The policy is quite clear. You can use Claude's outputs to train models that don't compete with Anthropic's own models. Specialized classifiers, internal tools, domain-specific applications — those are fine. But you cannot use Claude's outputs to train a model that competes with Anthropic's services, meaning a general-purpose language model. A Swedish foundation model is, by definition, a general-purpose language model.

We prohibit customers from using our services to train or develop AI models without our written permission. When outputs are used to train new models without our oversight, safety controls may be lost.

So there are two separate issues. First, using Claude to generate synthetic Swedish text as training data — that would be a clear violation without written permission. You'd essentially be distilling Claude into your model. Second, using Claude as a coding assistant to build the training pipeline — this is a greyer area, because you're not using Claude's outputs as training data, you're using Claude to write the Python scripts that process the training data.

The grant application probably needs to include a request for written permission from Anthropic. Or Pär could frame it as research that Anthropic might want to support — after all, understanding how far a single person can push AI-assisted development is exactly the kind of question that matters for AI democratization. A politely worded email to Anthropic's partnerships team, explaining the research nature of the project, might actually work.

Alternatively, Pär could use an open-source coding assistant like Qwen Coder or DeepSeek Coder running locally on the MacBook Pro M5 for the data pipeline work, and reserve Claude for the non-training-related thinking and planning. Belt and suspenders. Keep Claude for podcast scripts and grant reports, use open models for anything that touches the training pipeline.

The Hardware Plan

Let's talk compute. The target is a one-and-a-half to three billion parameter model trained on eighty to a hundred billion tokens. Using the rough formula of six times parameters times tokens for total floating point operations, a three B model on a hundred billion tokens needs about one point eight times ten to the twenty-first FLOP. At forty percent utilization on H100 GPUs doing about one point nine petaFLOPS peak, that's roughly twenty-six GPU-days.

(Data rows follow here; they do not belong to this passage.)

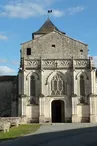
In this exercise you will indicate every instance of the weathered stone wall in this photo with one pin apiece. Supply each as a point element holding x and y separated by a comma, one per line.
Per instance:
<point>5,98</point>
<point>65,47</point>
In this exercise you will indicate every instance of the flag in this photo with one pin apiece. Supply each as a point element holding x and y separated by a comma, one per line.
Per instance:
<point>49,11</point>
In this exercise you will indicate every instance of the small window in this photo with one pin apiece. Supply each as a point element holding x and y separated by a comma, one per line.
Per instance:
<point>53,46</point>
<point>28,51</point>
<point>81,50</point>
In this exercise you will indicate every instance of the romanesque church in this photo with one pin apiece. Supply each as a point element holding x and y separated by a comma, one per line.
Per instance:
<point>56,81</point>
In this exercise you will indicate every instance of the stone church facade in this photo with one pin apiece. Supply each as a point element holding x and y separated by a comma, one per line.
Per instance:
<point>57,81</point>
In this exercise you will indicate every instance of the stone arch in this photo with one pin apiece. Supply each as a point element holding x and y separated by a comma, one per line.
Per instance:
<point>52,74</point>
<point>57,113</point>
<point>82,73</point>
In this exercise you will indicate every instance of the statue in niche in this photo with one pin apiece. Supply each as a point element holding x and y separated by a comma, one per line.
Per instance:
<point>82,100</point>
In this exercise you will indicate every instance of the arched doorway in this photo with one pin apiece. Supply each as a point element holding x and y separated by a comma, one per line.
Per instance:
<point>57,111</point>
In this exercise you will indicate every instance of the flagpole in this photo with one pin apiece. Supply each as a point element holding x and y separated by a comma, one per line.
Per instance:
<point>49,11</point>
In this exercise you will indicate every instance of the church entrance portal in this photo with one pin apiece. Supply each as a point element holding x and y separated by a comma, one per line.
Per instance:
<point>57,111</point>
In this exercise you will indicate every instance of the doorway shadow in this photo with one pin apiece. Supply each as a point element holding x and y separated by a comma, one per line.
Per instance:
<point>72,137</point>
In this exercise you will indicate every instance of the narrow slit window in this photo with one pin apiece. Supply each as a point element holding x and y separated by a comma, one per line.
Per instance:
<point>53,46</point>
<point>28,51</point>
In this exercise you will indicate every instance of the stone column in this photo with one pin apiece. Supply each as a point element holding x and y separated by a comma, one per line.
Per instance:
<point>93,96</point>
<point>74,92</point>
<point>41,97</point>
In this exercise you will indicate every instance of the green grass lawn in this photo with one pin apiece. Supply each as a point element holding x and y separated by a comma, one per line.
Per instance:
<point>19,131</point>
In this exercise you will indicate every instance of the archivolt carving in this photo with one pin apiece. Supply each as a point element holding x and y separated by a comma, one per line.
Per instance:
<point>32,73</point>
<point>81,63</point>
<point>33,63</point>
<point>49,77</point>
<point>82,73</point>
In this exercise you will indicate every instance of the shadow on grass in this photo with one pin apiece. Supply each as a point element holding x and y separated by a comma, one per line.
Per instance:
<point>68,137</point>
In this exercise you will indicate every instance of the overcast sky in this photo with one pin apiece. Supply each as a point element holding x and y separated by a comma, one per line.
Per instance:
<point>19,18</point>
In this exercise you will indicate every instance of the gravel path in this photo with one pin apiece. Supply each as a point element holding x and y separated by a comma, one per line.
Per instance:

On sixteen rented H100s, that's less than two days of wall-clock time. At current cloud prices, maybe three to four thousand dollars in raw GPU rental. Even with experimental runs, failed attempts, hyperparameter sweeps, and the inevitable catastrophic loss spike at three AM, the compute budget could stay under fifty thousand kronor. Out of a fourteen million kronor grant, that's less than half a percent.

But wait. The grant says no outside human help, and it's an exploration of what one person can do. So maybe the compute shouldn't be rented from a faceless cloud provider. Maybe it should be done on the Berzelius supercomputer, where AI Sweden already trained GPT-SW3. Swedish taxpayers paid for that machine. A research grant could include access. And Berzelius has hundreds of Nvidia A100 GPUs.

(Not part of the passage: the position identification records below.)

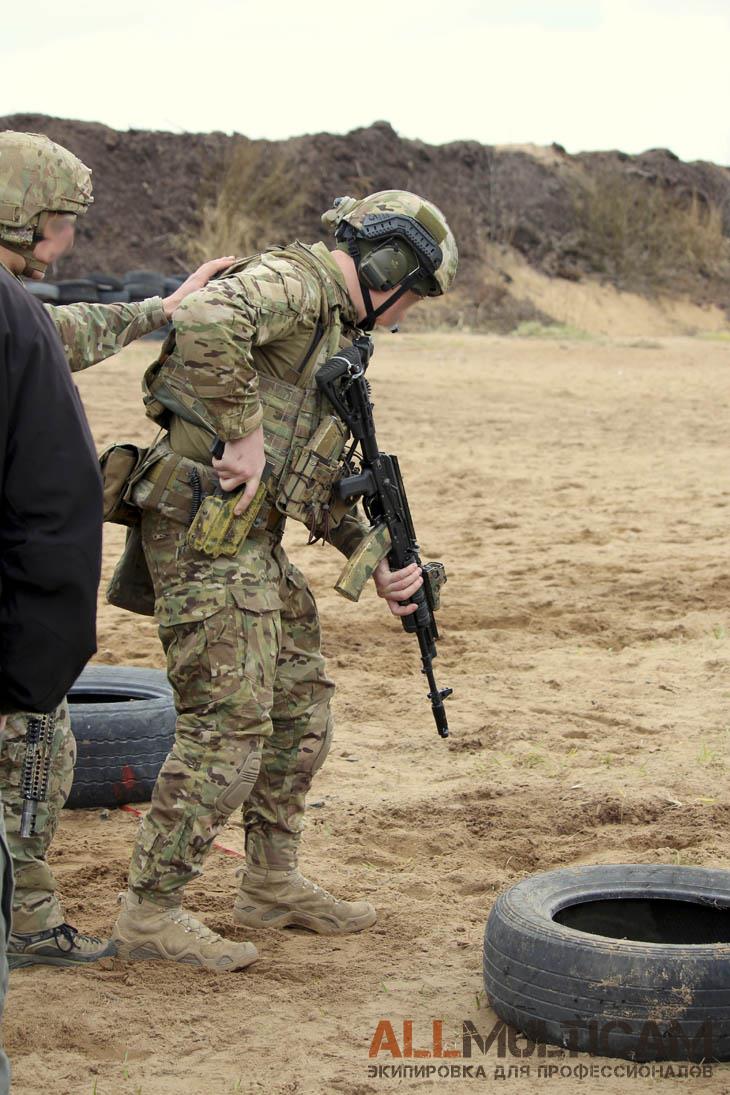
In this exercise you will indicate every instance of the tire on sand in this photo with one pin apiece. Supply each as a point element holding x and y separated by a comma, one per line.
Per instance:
<point>626,960</point>
<point>124,722</point>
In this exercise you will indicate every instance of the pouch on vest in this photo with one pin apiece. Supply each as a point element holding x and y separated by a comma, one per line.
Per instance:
<point>130,586</point>
<point>305,490</point>
<point>118,463</point>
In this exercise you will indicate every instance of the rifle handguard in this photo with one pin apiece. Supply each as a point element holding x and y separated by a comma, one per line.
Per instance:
<point>359,567</point>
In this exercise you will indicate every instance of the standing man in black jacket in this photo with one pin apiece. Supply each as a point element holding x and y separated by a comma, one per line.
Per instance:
<point>50,532</point>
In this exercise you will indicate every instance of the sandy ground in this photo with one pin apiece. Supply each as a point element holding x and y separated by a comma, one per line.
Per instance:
<point>579,494</point>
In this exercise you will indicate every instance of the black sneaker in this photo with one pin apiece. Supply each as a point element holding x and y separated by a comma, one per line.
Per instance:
<point>57,946</point>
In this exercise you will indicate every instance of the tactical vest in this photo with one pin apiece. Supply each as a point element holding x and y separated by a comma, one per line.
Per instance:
<point>303,437</point>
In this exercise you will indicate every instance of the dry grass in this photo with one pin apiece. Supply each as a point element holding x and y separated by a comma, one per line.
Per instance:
<point>646,238</point>
<point>253,206</point>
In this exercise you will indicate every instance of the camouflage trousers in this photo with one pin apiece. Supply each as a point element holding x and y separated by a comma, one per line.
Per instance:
<point>242,640</point>
<point>35,903</point>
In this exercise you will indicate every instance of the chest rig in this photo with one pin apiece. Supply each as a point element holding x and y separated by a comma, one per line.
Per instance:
<point>303,439</point>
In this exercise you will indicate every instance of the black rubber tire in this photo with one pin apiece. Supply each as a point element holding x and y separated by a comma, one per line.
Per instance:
<point>114,296</point>
<point>174,281</point>
<point>611,996</point>
<point>78,290</point>
<point>124,722</point>
<point>142,276</point>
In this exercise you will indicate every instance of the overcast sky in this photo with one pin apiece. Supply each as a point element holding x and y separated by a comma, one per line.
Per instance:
<point>587,73</point>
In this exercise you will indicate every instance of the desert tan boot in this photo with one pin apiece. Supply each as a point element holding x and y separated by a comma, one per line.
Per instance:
<point>146,930</point>
<point>284,898</point>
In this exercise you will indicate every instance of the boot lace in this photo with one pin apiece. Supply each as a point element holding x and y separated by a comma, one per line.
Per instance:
<point>195,926</point>
<point>72,938</point>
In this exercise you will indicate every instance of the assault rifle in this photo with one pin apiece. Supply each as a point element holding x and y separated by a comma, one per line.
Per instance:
<point>378,482</point>
<point>36,768</point>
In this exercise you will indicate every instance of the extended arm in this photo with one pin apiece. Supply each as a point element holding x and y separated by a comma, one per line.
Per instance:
<point>91,333</point>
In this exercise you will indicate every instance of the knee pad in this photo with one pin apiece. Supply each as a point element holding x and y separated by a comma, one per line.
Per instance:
<point>242,783</point>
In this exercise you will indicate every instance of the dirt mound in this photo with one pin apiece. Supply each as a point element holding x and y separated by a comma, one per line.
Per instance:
<point>646,223</point>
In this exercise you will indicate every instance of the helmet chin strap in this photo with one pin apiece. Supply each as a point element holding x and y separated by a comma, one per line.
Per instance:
<point>26,254</point>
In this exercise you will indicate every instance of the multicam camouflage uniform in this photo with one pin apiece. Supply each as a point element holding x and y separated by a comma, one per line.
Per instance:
<point>89,333</point>
<point>241,634</point>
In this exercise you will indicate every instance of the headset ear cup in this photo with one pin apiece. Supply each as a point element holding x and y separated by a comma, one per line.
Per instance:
<point>385,266</point>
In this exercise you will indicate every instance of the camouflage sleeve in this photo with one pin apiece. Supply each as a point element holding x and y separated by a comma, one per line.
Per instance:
<point>218,327</point>
<point>348,533</point>
<point>90,333</point>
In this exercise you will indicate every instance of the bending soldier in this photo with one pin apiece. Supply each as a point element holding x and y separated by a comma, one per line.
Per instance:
<point>241,633</point>
<point>43,189</point>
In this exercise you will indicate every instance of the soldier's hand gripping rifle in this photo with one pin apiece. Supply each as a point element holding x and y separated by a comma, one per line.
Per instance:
<point>379,483</point>
<point>36,768</point>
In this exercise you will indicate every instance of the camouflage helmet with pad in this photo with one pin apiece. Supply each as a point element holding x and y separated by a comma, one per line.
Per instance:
<point>37,177</point>
<point>397,241</point>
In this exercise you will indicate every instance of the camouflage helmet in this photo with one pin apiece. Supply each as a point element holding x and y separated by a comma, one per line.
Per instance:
<point>37,176</point>
<point>394,232</point>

Or — and here's the option that would make the PärPod audience lose their minds — what if Pär drove to that datacenter liquidation auction in Porjus, bought a stack of Dell PowerEdge servers, loaded them with second-hand GPUs, and trained the model on hardware he owns? The electricity in Norrbotten is about thirty öre per kilowatt-hour. Training a three B model would use maybe fifteen hundred kilowatt-hours total. That's four hundred and fifty kronor in electricity. The heating bill for the house would actually go down because the servers would replace the radiators.

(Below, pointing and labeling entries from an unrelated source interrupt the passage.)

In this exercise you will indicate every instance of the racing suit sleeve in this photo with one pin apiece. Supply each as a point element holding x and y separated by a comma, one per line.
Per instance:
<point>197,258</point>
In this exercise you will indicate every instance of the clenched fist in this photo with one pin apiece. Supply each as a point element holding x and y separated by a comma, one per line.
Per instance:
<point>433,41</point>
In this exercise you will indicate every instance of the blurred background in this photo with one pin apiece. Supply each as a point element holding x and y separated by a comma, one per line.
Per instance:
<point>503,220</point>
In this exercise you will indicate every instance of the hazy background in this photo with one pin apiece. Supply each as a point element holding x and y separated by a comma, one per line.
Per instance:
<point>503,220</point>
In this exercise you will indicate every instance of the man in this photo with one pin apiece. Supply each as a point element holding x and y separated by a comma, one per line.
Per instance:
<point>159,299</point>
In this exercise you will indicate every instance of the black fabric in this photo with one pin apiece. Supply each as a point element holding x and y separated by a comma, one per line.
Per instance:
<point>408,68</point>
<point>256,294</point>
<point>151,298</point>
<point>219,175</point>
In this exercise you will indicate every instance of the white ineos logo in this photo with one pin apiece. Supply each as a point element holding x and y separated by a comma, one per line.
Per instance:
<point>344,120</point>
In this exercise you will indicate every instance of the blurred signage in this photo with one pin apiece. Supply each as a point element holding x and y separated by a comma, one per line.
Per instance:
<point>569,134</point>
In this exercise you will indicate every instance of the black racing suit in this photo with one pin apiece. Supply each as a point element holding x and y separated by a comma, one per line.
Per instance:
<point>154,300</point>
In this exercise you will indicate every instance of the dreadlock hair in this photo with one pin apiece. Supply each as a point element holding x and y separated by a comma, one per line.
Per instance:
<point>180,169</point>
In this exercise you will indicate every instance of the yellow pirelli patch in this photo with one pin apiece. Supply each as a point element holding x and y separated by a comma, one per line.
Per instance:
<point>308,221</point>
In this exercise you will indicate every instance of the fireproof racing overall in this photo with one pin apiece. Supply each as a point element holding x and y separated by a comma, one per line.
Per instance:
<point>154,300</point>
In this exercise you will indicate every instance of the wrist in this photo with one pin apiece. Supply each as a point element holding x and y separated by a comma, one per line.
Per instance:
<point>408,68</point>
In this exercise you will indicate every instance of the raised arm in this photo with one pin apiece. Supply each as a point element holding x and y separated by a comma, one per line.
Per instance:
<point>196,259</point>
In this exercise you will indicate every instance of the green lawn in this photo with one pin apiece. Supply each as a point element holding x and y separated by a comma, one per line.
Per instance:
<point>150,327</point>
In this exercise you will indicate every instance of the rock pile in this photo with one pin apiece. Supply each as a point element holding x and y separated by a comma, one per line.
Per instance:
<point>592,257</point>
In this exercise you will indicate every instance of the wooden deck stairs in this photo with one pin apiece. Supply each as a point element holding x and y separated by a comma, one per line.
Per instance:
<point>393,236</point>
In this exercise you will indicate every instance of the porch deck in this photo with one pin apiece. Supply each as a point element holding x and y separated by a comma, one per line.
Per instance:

The problem with this plan is that consumer GPUs don't have the interconnect bandwidth needed for distributed training, and you'd need at least four eighty-gigabyte GPUs to fit a three billion parameter training run in memory. Four used A100 eighty-gig cards cost somewhere around two hundred thousand kronor at current prices. That's still within the grant budget, but now you're also a datacenter operator, a hardware technician, and a cooling engineer, all while being the sole researcher on the project.

The Data Pipeline

This is where most of the actual work lives. Not the training itself — that's surprisingly mechanical once you have clean data and a working training script. The data pipeline is where Pär would spend six of his twelve months.

Step one: web crawl processing. Download the Swedish subset of Common Crawl, OSCAR, and mC4. Run language identification to confirm everything is actually Swedish and not Norwegian or Danish, which is harder than it sounds because written Norwegian Bokmål and Swedish are close enough to confuse most automated classifiers. Deduplicate using MinHash. Score for quality using a classifier trained on Swedish Wikipedia versus random web text. Remove personally identifiable information. Remove pages that are primarily navigation, ads, or cookie consent.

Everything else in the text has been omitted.